Evaluation of different lentiviral titration methods.
Figure 4.
Comparison of SG-PERT assay with other lentiviral titration methods.
(A) Correlation between RT activity levels measured with SG-PERT and p24 antigen concentration levels measured with ELISA in supernatant containing replication-competent HIV-1 virus or HIV-1 based MISSION lentiviral vectors. Coefficient of determination and correlation functions are shown for HIV-1 virus (- - -) and lentiviral vectors (-·-·) separately or combined (-). To avoid introduction of interrun variation, p24 ELISA measurements for all samples were performed in the same experiment. (B) Correlation between RT activity levels measured by SG-PERT and levels of transducing units determined by limiting dilution on Jurkat E6.1 cells in HIV-1 based MISSION® lentiviral vector preparations. (C) Relation between the level of β-galactosidase activity, as a marker of HIV-1 Tat production and the relative amount (serial dilution) of replication competent HIV-1 NL4-3 virus used to infect the cells, in the culture of P4.R5 MAGI indicator cells 48 h after single-cycle infection. Viral input in the undiluted samples (value of “1” on x-axis) was 1.76×103 mU RT/mL for HIV sup 12 and 2.33×102 mU RT/mL for HIV sup 13. For HIV sup 12, the undiluted sample was outside the linear range of the assay and was therefore not included for calculation of the determination coefficient (R2) shown in panel C. (D) Correlation between the level of β-galactosidase activity in the culture of P4.R5 MAGI indicator cells 48 h after single-cycle infection with different productions of HIV-1 NL4-3 supernatant and the RT activity measured in the supernatant by SG-PERT. (E) p24 antigen concentration values obtained for different HIV-1 containing samples in at least 3 independent ELISA experiments. Sample numbers in x-axis correspond to those in Figure 3C. The average p24 concentration value for each sample is indicated by a red line, error bars represent standard deviation on the obtained p24 concentration values. Numbers indicate inter-run variation for each sample, expressed as percentage of the average p24 concentration (coefficient of variation = CV). (F) Average inter-run coefficient of variation for SG-PERT and p24 ELISA assays, calculated from the CV’s obtained in Figure 3C and Figure 4E respectively. Error bars indicate standard deviations. The asterix (*) indicates a statistical significant difference between the two values according to a one-tailed Mann-Withney U test (p-value = 0.0426).
Figure 5.
SG-PERT assay on ABI 7300 Real-Time PCR System.
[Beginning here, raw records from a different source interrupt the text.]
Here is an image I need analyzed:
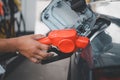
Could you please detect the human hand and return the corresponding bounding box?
[16,34,52,63]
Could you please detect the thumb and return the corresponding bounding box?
[32,34,45,40]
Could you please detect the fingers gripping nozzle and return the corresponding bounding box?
[38,29,89,54]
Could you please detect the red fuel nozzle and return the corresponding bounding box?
[38,29,89,53]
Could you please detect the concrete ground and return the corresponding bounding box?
[5,58,69,80]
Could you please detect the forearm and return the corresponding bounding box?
[0,38,17,52]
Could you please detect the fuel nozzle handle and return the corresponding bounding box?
[38,29,89,54]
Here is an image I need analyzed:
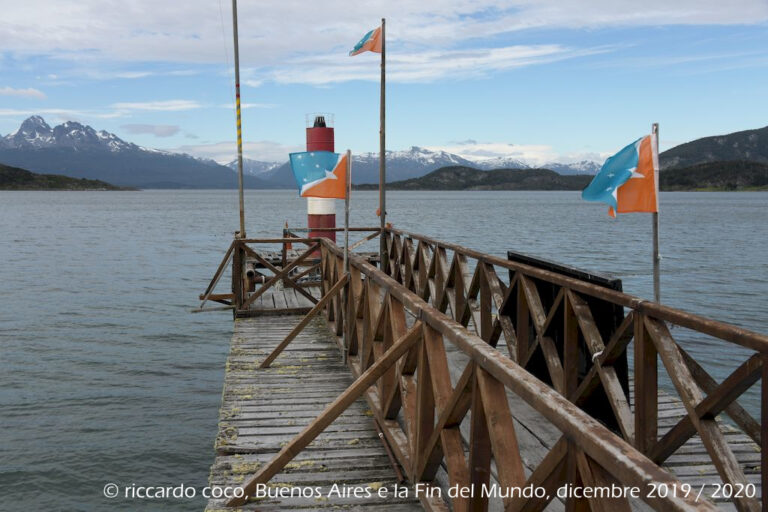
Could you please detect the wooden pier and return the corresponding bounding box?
[201,228,768,511]
[207,315,421,511]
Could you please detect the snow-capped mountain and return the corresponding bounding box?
[255,146,600,188]
[0,116,138,152]
[0,116,269,188]
[227,158,283,176]
[260,146,484,188]
[472,156,531,171]
[541,160,603,175]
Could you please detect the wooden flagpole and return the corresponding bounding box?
[651,123,661,303]
[343,150,352,364]
[379,18,388,272]
[232,0,245,238]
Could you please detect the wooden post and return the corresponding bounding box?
[342,150,354,364]
[232,0,245,238]
[379,18,388,272]
[651,123,661,303]
[635,311,659,455]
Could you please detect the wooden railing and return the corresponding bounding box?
[208,229,768,511]
[308,242,732,511]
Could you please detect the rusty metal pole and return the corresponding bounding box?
[651,123,661,303]
[379,18,387,272]
[232,0,245,238]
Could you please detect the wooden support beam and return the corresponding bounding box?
[635,314,659,455]
[240,244,318,309]
[477,368,525,505]
[227,322,421,507]
[648,354,763,464]
[469,369,491,512]
[200,240,235,309]
[259,274,349,368]
[243,245,317,303]
[680,347,761,444]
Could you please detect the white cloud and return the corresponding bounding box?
[219,102,279,110]
[0,100,203,120]
[0,86,45,100]
[168,140,304,164]
[262,44,609,85]
[0,0,768,85]
[121,124,180,137]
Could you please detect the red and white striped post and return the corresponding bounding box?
[307,114,336,242]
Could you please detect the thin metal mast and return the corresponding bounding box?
[232,0,245,238]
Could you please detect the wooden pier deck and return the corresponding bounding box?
[206,315,421,512]
[201,228,768,512]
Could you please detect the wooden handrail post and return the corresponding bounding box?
[760,354,768,510]
[232,240,243,316]
[635,312,659,455]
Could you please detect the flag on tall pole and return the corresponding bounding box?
[290,151,348,199]
[349,18,387,269]
[581,123,661,302]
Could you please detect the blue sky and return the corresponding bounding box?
[0,0,768,163]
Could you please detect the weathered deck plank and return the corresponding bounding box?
[207,316,421,512]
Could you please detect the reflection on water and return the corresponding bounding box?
[0,191,768,510]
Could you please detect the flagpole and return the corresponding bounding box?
[232,0,245,238]
[651,123,661,303]
[344,150,353,364]
[379,18,388,271]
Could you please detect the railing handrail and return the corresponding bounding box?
[322,239,714,511]
[385,228,768,354]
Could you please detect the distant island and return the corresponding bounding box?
[659,160,768,192]
[355,166,592,190]
[354,161,768,191]
[0,164,136,190]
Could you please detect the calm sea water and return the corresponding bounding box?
[0,191,768,511]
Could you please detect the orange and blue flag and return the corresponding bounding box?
[349,27,381,57]
[290,151,347,199]
[581,135,659,217]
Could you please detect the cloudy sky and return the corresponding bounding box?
[0,0,768,163]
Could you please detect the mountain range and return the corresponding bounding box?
[0,116,268,188]
[227,146,601,188]
[0,116,768,188]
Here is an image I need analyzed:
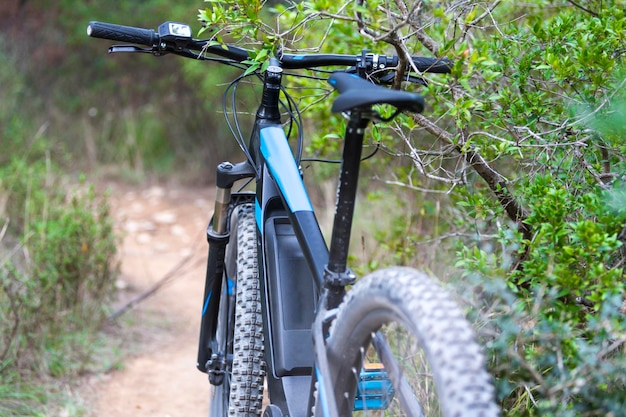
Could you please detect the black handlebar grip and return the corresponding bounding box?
[87,22,157,46]
[409,56,453,74]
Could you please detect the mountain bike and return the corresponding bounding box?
[87,22,498,417]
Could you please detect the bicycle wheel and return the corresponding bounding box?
[327,268,499,417]
[210,204,265,417]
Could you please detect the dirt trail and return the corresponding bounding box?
[89,186,213,417]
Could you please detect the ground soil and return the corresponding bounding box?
[83,185,213,417]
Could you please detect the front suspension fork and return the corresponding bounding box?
[196,161,256,373]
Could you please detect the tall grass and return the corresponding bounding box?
[0,156,118,416]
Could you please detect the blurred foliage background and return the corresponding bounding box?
[0,0,626,416]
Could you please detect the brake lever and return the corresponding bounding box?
[377,71,427,85]
[109,45,165,56]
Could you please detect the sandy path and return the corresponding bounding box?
[84,187,213,417]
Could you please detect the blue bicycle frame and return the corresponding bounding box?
[197,60,369,416]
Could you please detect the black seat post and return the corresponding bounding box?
[325,108,372,300]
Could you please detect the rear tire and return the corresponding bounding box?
[327,268,499,417]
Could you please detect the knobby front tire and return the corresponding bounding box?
[327,268,499,417]
[209,204,265,417]
[228,204,265,417]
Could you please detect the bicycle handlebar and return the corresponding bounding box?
[87,21,452,74]
[87,22,158,46]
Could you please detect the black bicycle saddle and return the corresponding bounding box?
[328,72,424,113]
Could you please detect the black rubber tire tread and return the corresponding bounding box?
[228,204,265,417]
[327,267,499,417]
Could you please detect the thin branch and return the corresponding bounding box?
[567,0,599,17]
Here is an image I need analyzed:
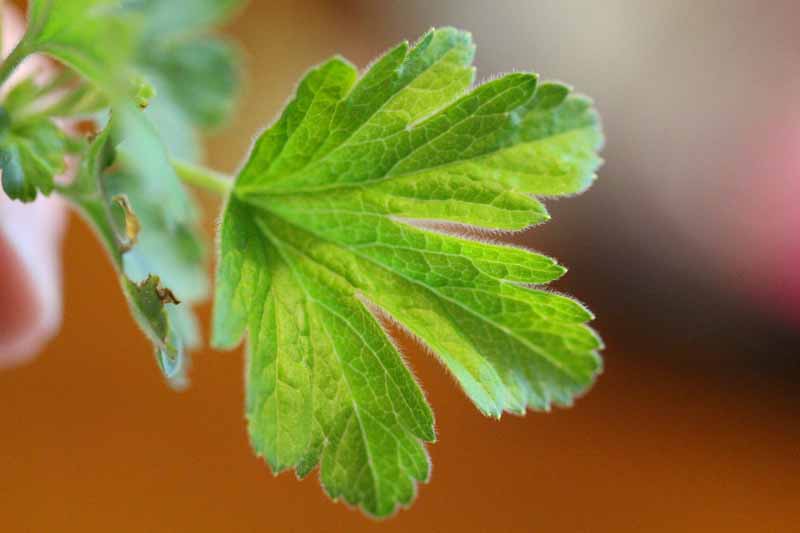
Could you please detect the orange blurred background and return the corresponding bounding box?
[0,0,800,532]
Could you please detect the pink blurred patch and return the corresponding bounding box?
[726,111,800,324]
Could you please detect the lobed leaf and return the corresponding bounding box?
[212,28,602,516]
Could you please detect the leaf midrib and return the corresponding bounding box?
[259,207,583,387]
[234,125,592,197]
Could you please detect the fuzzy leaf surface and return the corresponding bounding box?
[213,28,602,516]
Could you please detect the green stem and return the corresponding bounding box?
[0,39,28,85]
[172,160,233,196]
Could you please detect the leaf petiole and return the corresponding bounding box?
[172,159,233,196]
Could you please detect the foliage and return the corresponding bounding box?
[0,0,602,516]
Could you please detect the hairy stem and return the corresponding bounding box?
[172,160,233,196]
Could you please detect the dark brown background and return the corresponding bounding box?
[0,1,800,532]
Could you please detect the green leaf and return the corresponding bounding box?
[212,28,602,516]
[126,0,242,156]
[0,107,67,202]
[20,0,137,93]
[62,107,207,387]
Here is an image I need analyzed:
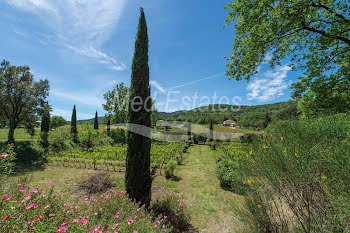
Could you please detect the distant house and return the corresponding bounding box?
[222,120,237,127]
[156,120,171,128]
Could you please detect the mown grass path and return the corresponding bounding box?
[153,146,243,233]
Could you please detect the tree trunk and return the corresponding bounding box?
[7,122,16,144]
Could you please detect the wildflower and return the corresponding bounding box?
[247,178,253,185]
[81,218,89,226]
[128,218,134,225]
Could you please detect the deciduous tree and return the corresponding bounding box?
[0,60,50,143]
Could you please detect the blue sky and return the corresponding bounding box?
[0,0,297,120]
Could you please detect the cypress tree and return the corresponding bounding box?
[94,111,98,129]
[209,120,213,141]
[125,8,152,206]
[70,105,78,143]
[107,116,111,136]
[187,122,192,140]
[40,102,51,148]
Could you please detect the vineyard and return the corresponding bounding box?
[47,142,183,171]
(A) Amplification curves of indicated amount of replication competent HIV-1 (NL4-3 strain) (ng p24/mL) obtained by SG-PERT on the ABI 7300 instrument. The horizontal line represents the threshold line used to calculate Cq values. (B) Correlation between input levels of replication-competent HIV-1 virus and Cq values obtained by SG-PERT on the ABI 7300 instrument. p24 antigen concentration in the undiluted samples (value “0” on x-axis) was 3,100 ng/mL.